François Imbeau-Dulac

Personal information
- Born: 9 December 1990 (age 35) Quebec City, Quebec, Canada
- Height: 5 ft 8 in (173 cm)
- Weight: 168 lb (76 kg)

Sport
- Country: Canada
- Sport: Diving
- Event: 3 metre springboard
- Club: CAMO

Medal record
Men's diving
Representing Canada
World Championships
| Silver medal – second place | 2015 Kazan | 3 m mixed synchro |
| Silver medal – second place | 2019 Gwangju | 3 m mixed synchro |
| Bronze medal – third place | 2017 Budapest | 3 m mixed synchro |
Pan American Games
| Silver medal – second place | 2015 Toronto | 3 m synchro |
| Silver medal – second place | 2019 Lima | 3 m synchro |
Commonwealth Games
| Silver medal – second place | 2018 Gold Coast | 3 m synchro |

= François Imbeau-Dulac =

Canadian diver (born 1990)

François Imbeau-Dulac (born 9 December 1990) is a Canadian diver.

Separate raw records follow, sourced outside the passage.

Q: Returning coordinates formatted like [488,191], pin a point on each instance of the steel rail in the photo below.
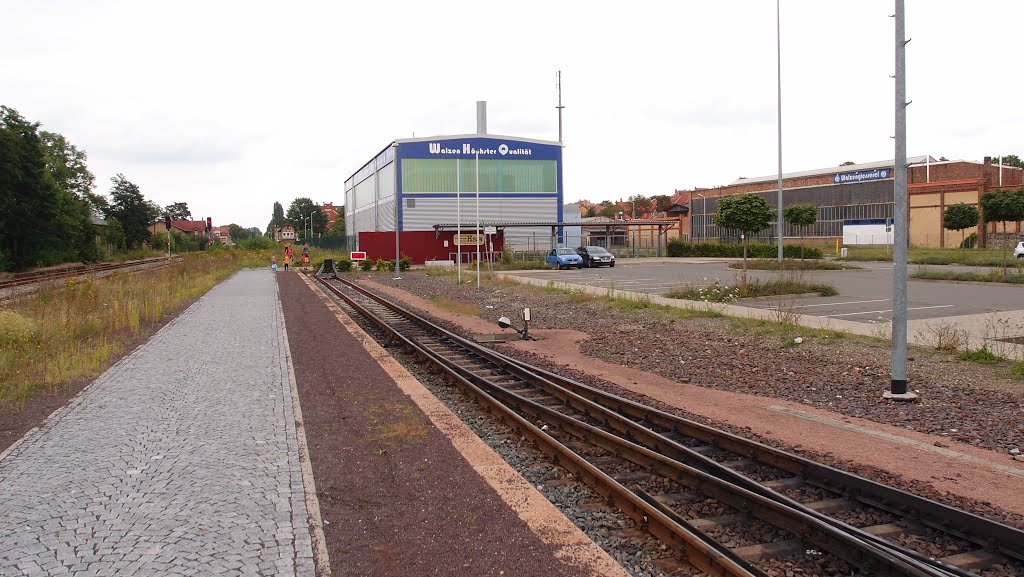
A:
[705,553]
[23,279]
[780,512]
[985,534]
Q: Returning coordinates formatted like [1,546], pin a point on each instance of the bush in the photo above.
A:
[681,248]
[258,243]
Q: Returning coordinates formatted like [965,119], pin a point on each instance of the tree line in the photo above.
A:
[306,217]
[46,199]
[49,212]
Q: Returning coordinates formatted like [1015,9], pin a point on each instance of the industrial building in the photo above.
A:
[855,202]
[414,183]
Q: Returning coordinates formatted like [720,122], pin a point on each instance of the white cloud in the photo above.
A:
[232,106]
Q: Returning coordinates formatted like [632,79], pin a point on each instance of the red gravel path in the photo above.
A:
[396,497]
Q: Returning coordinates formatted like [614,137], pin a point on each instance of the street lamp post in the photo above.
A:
[704,217]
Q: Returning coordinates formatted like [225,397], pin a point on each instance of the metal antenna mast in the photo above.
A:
[558,75]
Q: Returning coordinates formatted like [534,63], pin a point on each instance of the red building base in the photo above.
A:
[421,246]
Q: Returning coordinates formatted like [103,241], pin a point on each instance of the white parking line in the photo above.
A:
[890,311]
[838,303]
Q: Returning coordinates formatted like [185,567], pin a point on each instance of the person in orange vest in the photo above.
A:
[289,254]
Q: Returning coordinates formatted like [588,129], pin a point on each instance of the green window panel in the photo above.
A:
[441,175]
[428,175]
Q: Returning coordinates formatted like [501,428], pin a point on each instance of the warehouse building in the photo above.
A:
[855,202]
[414,183]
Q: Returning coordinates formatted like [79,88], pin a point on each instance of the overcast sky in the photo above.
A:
[232,106]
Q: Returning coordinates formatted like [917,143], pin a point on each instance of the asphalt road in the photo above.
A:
[864,295]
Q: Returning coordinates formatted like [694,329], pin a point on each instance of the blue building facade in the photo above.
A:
[415,183]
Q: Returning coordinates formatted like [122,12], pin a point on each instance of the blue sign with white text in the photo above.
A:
[486,148]
[862,175]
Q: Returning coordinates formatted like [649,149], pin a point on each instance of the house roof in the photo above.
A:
[833,170]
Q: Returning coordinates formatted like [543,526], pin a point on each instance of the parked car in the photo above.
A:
[564,258]
[595,256]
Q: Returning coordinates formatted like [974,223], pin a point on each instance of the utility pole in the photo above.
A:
[479,231]
[778,68]
[897,389]
[558,76]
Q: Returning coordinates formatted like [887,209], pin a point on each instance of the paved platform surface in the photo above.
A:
[181,459]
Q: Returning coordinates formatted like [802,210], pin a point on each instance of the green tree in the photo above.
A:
[67,164]
[961,216]
[114,235]
[608,210]
[338,229]
[131,210]
[747,213]
[1009,160]
[1003,206]
[801,215]
[71,235]
[177,211]
[28,193]
[300,211]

He began diving at the age of 9, and began competing internationally in 2006.

In 2011 Imbeau-Dulac broke the Canadian record (held at the time by Alexandre Despatie) in the 1m springboard event. He competed in the 3 m springboard event at the 2012 Summer Olympics. He placed 13th, just short of making the final. He competed in the 3 m springboard and the 1 m springboard events at the 2014 Commonwealth Games. With Jennifer Abel, he won the silver medal in the 3 m mixed synchronised diving at the 2015 World Aquatics Championship. At the 2017 World Aquatics Championship, he and Abel again won a medal in the mixed synchronised diving event, this time bronze.

At the 2018 Commonwealth Games, he competed in the men's 3 m springboard event and the men's 3 m synchronised springboard event, winning the silver medal with Philippe Gagne. At the 2019 World Aquatics Championship, Imbeau-Dulac and Abel won their third World Championship synchronised diving medal in a row, winning the silver medal.

In an attempt to qualify for the 2012 Summer Olympics, around 2010, Imbeau-Dulac developed an eating disorder which involved purging. Realizing that he needed help, Imbeau-Dulac spoke to his coach after the Olympics and immediately received help from Diving Canada and a mental health professional. He has since returned to a healthy lifestyle, and would like to compete in the 2020 Summer Olympics in Tokyo, Japan.